Tout comme avec la halte-chaleur de SOS itinérance, Serge Lareault, Protecteur des itinérants à Montréal, émet des réserves quant à l’initiative de l’église du Roi des rois, dans Hochelaga. Une halte-chaleur est un local permettant aux personnes sans-abri d’y prendre un café et s’y réchauffer toute la nuit, sans qu’elles ne puissent y dormir, contrairement à un refuge. Or, cette église chrétienne permet même aux personnes de s'y assoupir au sol, fournissant couvertures et oreillers.

«La solidarité humaine, c’est important et je reconnais la générosité de cette église.
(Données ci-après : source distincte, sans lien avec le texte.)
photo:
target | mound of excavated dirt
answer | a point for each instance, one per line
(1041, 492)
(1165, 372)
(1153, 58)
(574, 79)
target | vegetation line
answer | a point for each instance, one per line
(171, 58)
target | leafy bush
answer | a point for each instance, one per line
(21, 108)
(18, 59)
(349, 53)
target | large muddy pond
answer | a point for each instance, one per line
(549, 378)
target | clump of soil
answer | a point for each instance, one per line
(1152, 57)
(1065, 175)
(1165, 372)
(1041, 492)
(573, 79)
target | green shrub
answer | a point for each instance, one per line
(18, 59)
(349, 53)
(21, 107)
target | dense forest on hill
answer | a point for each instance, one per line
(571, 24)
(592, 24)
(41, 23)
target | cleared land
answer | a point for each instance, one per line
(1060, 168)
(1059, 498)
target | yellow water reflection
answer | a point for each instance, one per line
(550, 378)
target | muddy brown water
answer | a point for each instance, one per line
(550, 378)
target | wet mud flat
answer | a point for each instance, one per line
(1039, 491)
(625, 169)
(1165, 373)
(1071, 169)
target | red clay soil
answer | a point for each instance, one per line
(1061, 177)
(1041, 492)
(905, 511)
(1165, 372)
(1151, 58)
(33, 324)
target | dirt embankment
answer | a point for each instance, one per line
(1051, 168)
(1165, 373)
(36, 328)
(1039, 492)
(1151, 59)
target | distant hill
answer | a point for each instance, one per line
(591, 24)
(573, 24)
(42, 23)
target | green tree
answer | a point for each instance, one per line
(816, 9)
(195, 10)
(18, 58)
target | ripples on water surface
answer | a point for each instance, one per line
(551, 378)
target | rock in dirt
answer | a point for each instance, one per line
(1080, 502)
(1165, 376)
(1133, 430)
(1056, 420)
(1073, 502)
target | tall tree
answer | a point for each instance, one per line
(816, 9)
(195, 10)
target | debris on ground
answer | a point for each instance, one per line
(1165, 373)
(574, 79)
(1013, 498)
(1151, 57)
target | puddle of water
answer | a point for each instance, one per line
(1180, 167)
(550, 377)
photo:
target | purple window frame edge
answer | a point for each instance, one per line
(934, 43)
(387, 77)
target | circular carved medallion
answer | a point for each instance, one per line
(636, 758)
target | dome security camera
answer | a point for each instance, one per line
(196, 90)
Mais est-ce que les bénévoles sont bien formés, en sécurité, et est-ce que les personnes accueillies, parfois au bord de l’overdose, le sont aussi?» dit-il, ajoutant que s’il avait une personne à référer à une halte-chaleur, cette dernière devrait être reliée au réseau de la santé.

Le pasteur Michel Monette préfère travailler «sous le radar» des instances publiques, car selon lui, cela aide à mieux accomplir sa mission.

«On a le système et la bureaucratie qu’on a, a-t-il affirmé. On est hyper protégés et on se protège tout le monde. À un moment donné, ça devient hyper aseptisé.»

Le pasteur voit une urgence d’aider les gens dans l’immédiat. «Je comprends que la Ville peut dire que nos gens sont bénévoles et n’ont pas la formation adéquate, mais les personnes ont besoin d’une place à dormir au chaud», a indiqué M. Monette.

«Ce n’est pas en laissant les pauvres dehors qu’on va changer la réputation du quartier», a-t-il ajouté.

Films, beignes et café

Les bénévoles accueillent les personnes itinérantes avec café, beignes et des films sont projetés toute la nuit. L’église a ouvert ses portes à trois personnes, lors de sa toute première nuit, le 8 janvier. À même son propre financement, elle espère ouvrir chaque nuit où le thermomètre indiquera minimalement -18 degrés Celsius.

Il dit travailler en coopération avec la halte-chaleur de SOS itinérance, qui accueille chaque nuit depuis le 4 janvier une dizaine de personnes par temps doux, alors que le nombre augmente à une vingtaine à partir de -15 degrés Celsius ressentis.

L’église veut également accueillir les hommes du refuge du Cap Saint-Barnabé, fermé la fin de semaine et où on retrouve une dizaine de lits.

«Il y a vraiment un besoin dans le quartier», a affirmé Michel Monette, qui travaille avec une clientèle vulnérable dans Hochelaga depuis 13 ans.

Cette année, Montréal jugeait qu’il n’y avait pas de besoins pour une halte-chaleur dans Hochelaga-Maisonneuve. La Ville a plutôt décidé d’investir dans l’augmentation du nombre de lits en refuges. L’hiver dernier, en 23 nuits de grands froids, 67 personnes avaient fréquenté la halte-chaleur de L’Anonyme, en comparaison à 731 dans le centre-ville.

Pleine capacité

La halte-chaleur de la Mission St-Michael dans le centre-ville a accueilli, lors des deux nuits froides du week-end, entre 35 et 45 personnes, alors que la limite est 40. «Mes employés et moi, on est assez flexibles et on ne laisse pas personne à l’extérieur», a dit Georges Green, directeur général.

À la Maison du Père et la Mission Bon Accueil, plus du trois quarts des lits étaient occupés. Quant à la Mission, Old Brewery, le refuge n’était pas à sa pleine capacité, autant au pavillon pour hommes que pour femmes.

Entre le 6 décembre et le 9 janvier, le taux d’occupation dans les refuges pour hommes a été de 89 %, selon le CIUSS du Centre-Sud-de-l'Île-de-Montréal. Quant à ceux pour femmes, ils en avaient un de 71%, jusqu’au 4 janvier.